The society published a draft breed standard for the Lobito Herreño in 2013. The breed society is the Asociación para la Recuperación del Perro Lobo Herreño.

== History ==

It is not clear whether or to what extent the modern dogs of the Canary Islands derive from dogs already present in the islands before the arrival of the Castilian conquistadores at the start of the fifteenth century. The origins of the Lobito Herreño are unknown; it is suggested that it derives from dogs brought to the archipelago in or after the eighteenth century. In 2013 the Real Sociedad Canina de España included it on its list of grupos étnicos caninos, which the society defines as a regional dog population with consistent form and function evolved through functional selection; in the same year it published a draft breed standard.

In 2021 the Parliament of the Canary Islands passed a resolution declaring the principal indigenous animal breeds of the islands to be a "cultural, genetic and ethnographic heritage". The text of the resolution included the four internationally-recognised dog breeds of the islands – the Pastor Garafiano, the Perro Majorero, the Presa Canario and the Podenco Canario – but not the Lobito Herreño, although this had been discussed in Parliament.

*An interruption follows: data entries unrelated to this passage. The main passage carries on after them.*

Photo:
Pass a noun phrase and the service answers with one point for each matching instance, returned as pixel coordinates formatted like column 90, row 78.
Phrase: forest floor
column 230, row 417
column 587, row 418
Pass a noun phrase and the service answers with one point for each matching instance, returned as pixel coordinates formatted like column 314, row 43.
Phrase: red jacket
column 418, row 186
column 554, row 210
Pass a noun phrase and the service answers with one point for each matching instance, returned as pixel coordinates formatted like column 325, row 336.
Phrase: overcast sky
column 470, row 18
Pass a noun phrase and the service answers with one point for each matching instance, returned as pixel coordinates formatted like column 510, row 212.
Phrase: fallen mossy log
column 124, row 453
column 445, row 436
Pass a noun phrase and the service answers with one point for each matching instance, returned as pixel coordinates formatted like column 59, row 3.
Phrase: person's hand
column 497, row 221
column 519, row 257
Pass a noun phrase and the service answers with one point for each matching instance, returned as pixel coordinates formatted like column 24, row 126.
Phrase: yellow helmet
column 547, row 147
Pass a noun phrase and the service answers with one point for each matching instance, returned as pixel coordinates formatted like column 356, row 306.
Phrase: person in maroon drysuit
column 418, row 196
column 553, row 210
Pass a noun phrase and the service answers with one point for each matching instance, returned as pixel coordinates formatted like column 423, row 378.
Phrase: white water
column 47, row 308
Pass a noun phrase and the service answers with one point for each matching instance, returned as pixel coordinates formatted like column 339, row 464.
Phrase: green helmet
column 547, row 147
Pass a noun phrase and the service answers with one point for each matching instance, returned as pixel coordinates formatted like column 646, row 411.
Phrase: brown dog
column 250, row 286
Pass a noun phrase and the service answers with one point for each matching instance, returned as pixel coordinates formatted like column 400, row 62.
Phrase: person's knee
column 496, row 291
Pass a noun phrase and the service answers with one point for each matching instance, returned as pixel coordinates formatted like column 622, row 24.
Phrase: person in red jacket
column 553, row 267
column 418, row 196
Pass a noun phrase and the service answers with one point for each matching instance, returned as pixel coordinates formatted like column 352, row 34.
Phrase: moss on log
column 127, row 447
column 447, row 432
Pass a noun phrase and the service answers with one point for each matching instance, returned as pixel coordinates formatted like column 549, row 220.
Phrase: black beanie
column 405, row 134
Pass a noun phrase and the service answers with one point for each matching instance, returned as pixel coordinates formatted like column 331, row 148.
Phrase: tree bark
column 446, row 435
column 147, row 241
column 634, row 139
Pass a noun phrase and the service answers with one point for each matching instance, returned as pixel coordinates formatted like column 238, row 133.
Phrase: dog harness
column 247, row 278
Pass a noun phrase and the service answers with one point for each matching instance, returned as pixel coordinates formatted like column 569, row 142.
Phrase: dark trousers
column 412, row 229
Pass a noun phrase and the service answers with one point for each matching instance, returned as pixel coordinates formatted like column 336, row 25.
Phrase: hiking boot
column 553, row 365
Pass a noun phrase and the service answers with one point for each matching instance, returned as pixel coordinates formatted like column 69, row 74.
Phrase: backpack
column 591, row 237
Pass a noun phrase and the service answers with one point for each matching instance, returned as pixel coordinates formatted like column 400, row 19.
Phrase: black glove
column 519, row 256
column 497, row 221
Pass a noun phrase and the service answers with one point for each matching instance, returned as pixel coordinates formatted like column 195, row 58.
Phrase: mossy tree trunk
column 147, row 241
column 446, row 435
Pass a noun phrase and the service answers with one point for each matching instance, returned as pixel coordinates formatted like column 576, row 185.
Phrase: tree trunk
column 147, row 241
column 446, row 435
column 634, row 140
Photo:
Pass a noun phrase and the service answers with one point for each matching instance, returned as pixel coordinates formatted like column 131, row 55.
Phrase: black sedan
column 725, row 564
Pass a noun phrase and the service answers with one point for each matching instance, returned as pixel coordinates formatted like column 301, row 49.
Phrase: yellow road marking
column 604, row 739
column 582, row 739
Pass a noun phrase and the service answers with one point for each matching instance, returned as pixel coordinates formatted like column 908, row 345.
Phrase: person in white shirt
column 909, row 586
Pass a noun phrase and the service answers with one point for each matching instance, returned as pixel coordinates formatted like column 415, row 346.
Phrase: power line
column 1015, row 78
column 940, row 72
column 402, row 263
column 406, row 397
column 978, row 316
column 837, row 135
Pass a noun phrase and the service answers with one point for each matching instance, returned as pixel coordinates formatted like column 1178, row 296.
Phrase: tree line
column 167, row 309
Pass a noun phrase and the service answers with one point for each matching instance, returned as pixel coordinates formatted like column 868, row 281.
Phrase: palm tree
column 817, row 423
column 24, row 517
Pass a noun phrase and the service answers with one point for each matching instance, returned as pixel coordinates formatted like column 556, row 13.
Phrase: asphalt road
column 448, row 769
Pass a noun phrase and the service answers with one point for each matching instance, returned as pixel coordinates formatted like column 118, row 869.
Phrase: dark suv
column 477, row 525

The Lobito is not the only breed for which recognition is being sought in the Canaries; others are the Podenco Enano, also of El Hierro, and the Ratonero Palmero of La Palma.

== Characteristics ==

The Lobito Herreño is of wolf-like and primitive appearance. It is of medium size, with a height at the withers of some 52±– cm and weight in the range 18±– kg according to the draft breed standard. A study in 2009 of fifty-five animals on El Hierro found average heights and weights of 52.6 cm/21.1 kg for bitches and 54.7 cm/21.9 kg for dogs. The coat is usually grey, but may also be reddish, both colours with pale masking round the mouth and eyes; solid white or cream is also permitted, these colours without masking. The tip of the tail is black.

== Use ==

Like other pastoral dogs, it was traditionally used to assist the shepherd with the movement and management of the flock, and was suspicious of strangers but faithful to its master. With the disappearance of the pastoral way of life, it is increasingly kept as a companion dog.